Coahuila intensifica prevención y vigilancia contra el gusano barrenador: Secretaría de Salud
La Secretaría de Salud reporta 190 infestaciones en animales y un caso humano ya recuperado; autoridades llaman a mantener una adecuada higiene, proteger las lesiones y solicitar atención médica inmediata.
TORREÓN, COAH.- La Secretaría de Salud de Coahuila mantiene acciones de vigilancia epidemiológica y prevención ante la presencia del gusano barrenador, luego de que hasta el momento se han identificado 190 infestaciones en distintas especies animales, entre ellas perros y ganado bovino, además de un caso registrado en una persona.

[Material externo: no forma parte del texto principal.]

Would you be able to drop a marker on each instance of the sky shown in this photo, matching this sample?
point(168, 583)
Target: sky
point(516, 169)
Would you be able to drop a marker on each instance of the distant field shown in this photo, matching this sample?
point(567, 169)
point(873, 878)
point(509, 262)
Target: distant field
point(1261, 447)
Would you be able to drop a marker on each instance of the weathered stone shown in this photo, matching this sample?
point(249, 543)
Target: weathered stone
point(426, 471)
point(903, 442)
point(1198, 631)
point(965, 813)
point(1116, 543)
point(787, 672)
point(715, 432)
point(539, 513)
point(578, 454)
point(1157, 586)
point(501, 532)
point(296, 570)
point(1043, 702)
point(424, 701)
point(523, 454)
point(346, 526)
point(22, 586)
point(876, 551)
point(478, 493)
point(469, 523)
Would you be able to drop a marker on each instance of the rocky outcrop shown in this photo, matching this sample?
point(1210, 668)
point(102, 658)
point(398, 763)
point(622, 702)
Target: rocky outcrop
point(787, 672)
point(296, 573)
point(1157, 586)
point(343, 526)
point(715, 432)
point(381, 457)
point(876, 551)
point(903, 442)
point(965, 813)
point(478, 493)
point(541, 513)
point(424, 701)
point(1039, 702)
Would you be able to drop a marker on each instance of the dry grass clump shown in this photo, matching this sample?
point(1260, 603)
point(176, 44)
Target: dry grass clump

Eliud Felipe Aguirre Vázquez, secretario de Salud en el estado, informó que el único caso humano detectado en Coahuila se presentó en Saltillo y correspondió a un médico veterinario, quien recibió atención especializada y logró recuperarse satisfactoriamente.
El funcionario explicó que el paciente presentaba desde hacía aproximadamente dos meses una lesión en el pecho, condición que facilitó que una mosca depositara sus larvas en la herida. Gracias a la intervención del personal médico, la infestación fue controlada y la persona fue dada de alta.

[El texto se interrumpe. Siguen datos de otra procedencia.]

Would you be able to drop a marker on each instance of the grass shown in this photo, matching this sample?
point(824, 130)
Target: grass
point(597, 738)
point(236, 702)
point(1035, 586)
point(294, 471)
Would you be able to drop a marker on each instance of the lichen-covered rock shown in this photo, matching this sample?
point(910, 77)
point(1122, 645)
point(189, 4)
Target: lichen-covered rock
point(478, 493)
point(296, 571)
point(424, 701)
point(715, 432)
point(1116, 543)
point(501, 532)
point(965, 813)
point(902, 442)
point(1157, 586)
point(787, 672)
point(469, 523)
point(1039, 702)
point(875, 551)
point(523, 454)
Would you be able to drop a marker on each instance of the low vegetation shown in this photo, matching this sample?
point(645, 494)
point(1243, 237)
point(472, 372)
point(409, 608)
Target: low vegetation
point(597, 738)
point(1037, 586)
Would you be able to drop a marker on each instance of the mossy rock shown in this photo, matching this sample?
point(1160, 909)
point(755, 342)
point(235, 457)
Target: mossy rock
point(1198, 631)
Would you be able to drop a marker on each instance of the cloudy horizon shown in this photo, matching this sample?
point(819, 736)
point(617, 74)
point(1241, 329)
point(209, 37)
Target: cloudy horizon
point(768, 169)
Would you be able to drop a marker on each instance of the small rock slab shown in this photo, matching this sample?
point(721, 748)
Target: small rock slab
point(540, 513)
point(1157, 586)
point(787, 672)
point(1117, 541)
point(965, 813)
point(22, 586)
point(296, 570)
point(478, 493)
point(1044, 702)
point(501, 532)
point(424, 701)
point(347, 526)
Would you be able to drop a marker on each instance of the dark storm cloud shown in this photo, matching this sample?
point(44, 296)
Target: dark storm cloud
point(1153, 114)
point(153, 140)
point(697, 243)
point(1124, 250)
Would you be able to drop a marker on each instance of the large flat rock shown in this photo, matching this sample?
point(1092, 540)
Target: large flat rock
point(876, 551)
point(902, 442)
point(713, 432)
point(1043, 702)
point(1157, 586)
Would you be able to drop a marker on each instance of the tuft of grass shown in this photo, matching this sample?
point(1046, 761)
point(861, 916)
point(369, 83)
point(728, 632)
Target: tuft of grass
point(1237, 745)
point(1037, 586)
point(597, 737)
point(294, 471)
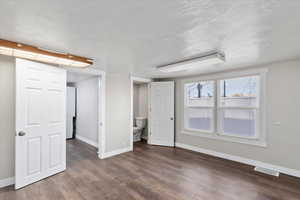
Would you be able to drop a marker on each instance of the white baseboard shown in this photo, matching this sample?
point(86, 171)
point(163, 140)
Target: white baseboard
point(284, 170)
point(7, 182)
point(86, 140)
point(115, 152)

Aguirre Vázquez señaló que, en el ámbito nacional, se han reportado más de 400 casos de infestación en humanos, principalmente en estados del sur del país, como Oaxaca y Chiapas, donde existe una mayor incidencia del problema.
Ante este panorama, la Secretaría de Salud reforzó el llamado a la población para mantener una adecuada higiene personal, especialmente entre quienes presentan heridas abiertas o tienen contacto frecuente con animales por actividades ganaderas, veterinarias o de crianza.

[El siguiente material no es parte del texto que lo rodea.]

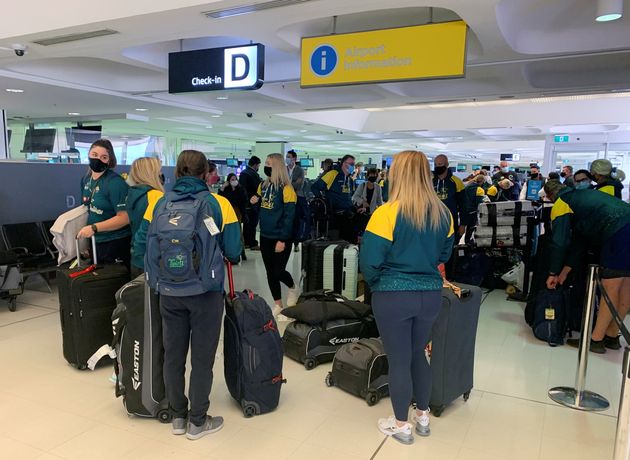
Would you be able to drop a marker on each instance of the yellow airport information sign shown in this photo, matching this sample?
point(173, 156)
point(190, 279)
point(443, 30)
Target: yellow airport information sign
point(407, 53)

Las autoridades recomendaron lavar las lesiones con agua y jabón, mantenerlas limpias y cubiertas, evitar la automedicación y acudir a una unidad de salud ante dolor intenso, secreción, mal olor, inflamación o la presencia de larvas. El uso de antibióticos deberá realizarse únicamente bajo prescripción médica.
El gusano barrenador se desarrolla a partir de las larvas de una mosca de mayor tamaño que las domésticas, caracterizada por una coloración azul metálica. Este insecto suele depositar sus huevos en heridas expuestas de animales o personas, donde las larvas se alimentan de tejido vivo.
La dependencia estatal aclaró que esta especie es distinta de la llamada mosca verde o “panteonera”, que suele desarrollarse en materia orgánica en descomposición.
La Secretaría de Salud reiteró que la detección temprana y la atención inmediata de cualquier herida son fundamentales para evitar complicaciones, por lo que continuará trabajando en coordinación con las autoridades pecuarias, los productores y el sector médico para contener riesgos y proteger la salud de la población.